In clinical practice, the Externalizing and preschool Total crosswalk tables may be unsuitable for application at the level of the individual in high-stakes decisions, for instance, when assessing changes in functioning in an inpatient or residential care setting as a decision criterion for clinical or social welfare decisions. In general, these qualifications do not apply to the Internalizing conversions for any age group or Total scores for the school-age groups, for which unidimensionality and linking analyses resulted in more reliable linking functions.
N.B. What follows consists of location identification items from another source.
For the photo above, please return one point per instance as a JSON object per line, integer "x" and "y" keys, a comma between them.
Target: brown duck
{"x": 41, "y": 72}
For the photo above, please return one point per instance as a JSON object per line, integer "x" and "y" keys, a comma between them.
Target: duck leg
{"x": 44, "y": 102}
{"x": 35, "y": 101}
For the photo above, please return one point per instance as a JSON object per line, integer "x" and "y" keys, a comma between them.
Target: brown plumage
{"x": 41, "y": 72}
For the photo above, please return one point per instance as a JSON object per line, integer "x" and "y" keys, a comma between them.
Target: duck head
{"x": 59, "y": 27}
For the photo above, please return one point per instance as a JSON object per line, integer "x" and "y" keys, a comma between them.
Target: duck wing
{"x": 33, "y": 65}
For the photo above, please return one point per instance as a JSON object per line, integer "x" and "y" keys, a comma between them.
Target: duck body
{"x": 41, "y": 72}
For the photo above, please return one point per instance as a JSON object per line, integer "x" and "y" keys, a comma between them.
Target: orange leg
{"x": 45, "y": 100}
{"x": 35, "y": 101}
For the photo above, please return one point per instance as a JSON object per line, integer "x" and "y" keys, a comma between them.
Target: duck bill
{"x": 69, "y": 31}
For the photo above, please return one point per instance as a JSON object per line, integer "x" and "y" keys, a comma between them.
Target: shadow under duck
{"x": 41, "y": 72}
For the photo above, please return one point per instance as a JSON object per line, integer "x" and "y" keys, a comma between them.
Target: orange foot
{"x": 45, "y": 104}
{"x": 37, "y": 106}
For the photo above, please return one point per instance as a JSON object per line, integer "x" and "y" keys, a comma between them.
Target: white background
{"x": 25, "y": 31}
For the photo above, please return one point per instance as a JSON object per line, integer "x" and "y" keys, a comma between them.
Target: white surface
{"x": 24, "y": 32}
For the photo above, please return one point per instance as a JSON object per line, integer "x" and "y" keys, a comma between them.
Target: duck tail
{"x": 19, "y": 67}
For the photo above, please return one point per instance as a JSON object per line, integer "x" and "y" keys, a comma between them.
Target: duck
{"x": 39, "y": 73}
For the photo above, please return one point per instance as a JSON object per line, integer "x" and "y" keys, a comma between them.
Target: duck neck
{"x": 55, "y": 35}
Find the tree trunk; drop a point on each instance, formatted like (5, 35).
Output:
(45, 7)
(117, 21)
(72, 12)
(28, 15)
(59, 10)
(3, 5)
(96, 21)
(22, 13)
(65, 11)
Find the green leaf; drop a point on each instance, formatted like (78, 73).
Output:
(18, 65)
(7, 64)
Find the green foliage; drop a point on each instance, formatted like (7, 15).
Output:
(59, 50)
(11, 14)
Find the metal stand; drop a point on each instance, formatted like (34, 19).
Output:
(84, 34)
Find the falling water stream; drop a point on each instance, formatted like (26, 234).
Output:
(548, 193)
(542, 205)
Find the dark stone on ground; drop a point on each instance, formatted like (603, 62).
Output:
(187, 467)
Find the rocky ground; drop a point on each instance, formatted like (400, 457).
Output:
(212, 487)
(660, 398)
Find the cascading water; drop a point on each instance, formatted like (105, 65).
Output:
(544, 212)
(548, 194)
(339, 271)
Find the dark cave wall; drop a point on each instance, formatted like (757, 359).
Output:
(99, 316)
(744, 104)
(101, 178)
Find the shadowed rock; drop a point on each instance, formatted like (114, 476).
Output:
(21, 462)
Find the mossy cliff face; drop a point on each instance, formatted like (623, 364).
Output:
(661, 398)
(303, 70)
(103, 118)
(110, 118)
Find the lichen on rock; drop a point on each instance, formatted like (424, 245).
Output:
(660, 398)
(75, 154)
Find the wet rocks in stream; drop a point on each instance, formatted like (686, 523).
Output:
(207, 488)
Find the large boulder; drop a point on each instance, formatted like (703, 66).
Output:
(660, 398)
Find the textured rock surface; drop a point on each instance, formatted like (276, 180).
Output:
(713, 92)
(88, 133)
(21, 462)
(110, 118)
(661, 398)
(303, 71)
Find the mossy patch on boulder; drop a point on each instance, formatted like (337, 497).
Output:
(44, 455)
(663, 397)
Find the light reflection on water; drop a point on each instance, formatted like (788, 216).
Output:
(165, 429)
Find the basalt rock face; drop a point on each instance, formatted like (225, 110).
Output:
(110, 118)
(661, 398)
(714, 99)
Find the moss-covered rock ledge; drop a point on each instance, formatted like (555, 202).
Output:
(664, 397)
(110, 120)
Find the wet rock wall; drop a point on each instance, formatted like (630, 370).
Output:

Correlations between CBCL and SDQ summed scores for these domains and samples fluctuated around .866, which is a commonly used cutoff for classifying linked scores as equated, indicating interchangeability of the two sets of scores (Dorans & Walker, 2007; Newton, 2010). Because these correlations are close to the cutoff, we would not recommend treating any linked scores as completely equivalent in high-stakes decisions for individuals; rather, these linked scores can be considered the most likely scores that would be obtained had the to-be-linked instrument been administered instead. As with almost any psychological test, high-stakes decisions should not be based on (linked) test scores alone but in combination with clinical severity of disorder and level of functioning as assessed by individuals trained in making such assessments.
That being said, the aforementioned issues with the Externalizing and preschool Total scores do not necessarily preclude the use of their associated crosswalk conversions in research that requires pooling data from these measures, for example, in transdisciplinary consortium research or post hoc data aggregation. Despite these issues, the linked scores remain the best estimate of the score that would have been obtained on the not administered measure given an observed score on the administered measure, and placing scores on a common metric, although imperfect, retains utility over conducting no harmonization at all (e.g., Skaggs, 2005). Rather, we recommend that analysts using these linking functions conduct sensitivity analyses to determine whether the instrument used to generate a score influences their results; in regression analyses, this would involve including an indicator denoting the administered test as a covariate and moderator of the effect(s) of interest. Assuming otherwise equivalent samples, significant moderation would indicate that conclusions may be sensitive to the measure used, any other differences between administrations (e.g., population differences) notwithstanding. While this sensitivity analysis is an important tool to use whenever scores are linked to a common metric, it is particularly important when linkages are not perfectly reliable, as with the Externalizing and preschool Total Problems crosswalks presented herein. These linkages, when properly incorporated into pooled data analyses, provide a valuable tool for increasing the statistical power available to answer important research questions in child psychosocial health while permitting the statistical assessment of method effects caused by differences in assessment.
Furthermore, it should be acknowledged that the correlation between linked and observed scores was not perfect and that there is inherent error in the process of converting scores on one instrument to equated scores on the other. This error is partly a function of sample size: while the sample sizes used to derive linking functions here (~250–500) are well beyond those needed to yield meaningful statistical gains from equating scores (50–200; Aşiret & Sünbül, 2016), they are smaller than in some large-scale test linking studies, for example, in high-stakes achievement test linking (e.g., Pommerich et al., 2000).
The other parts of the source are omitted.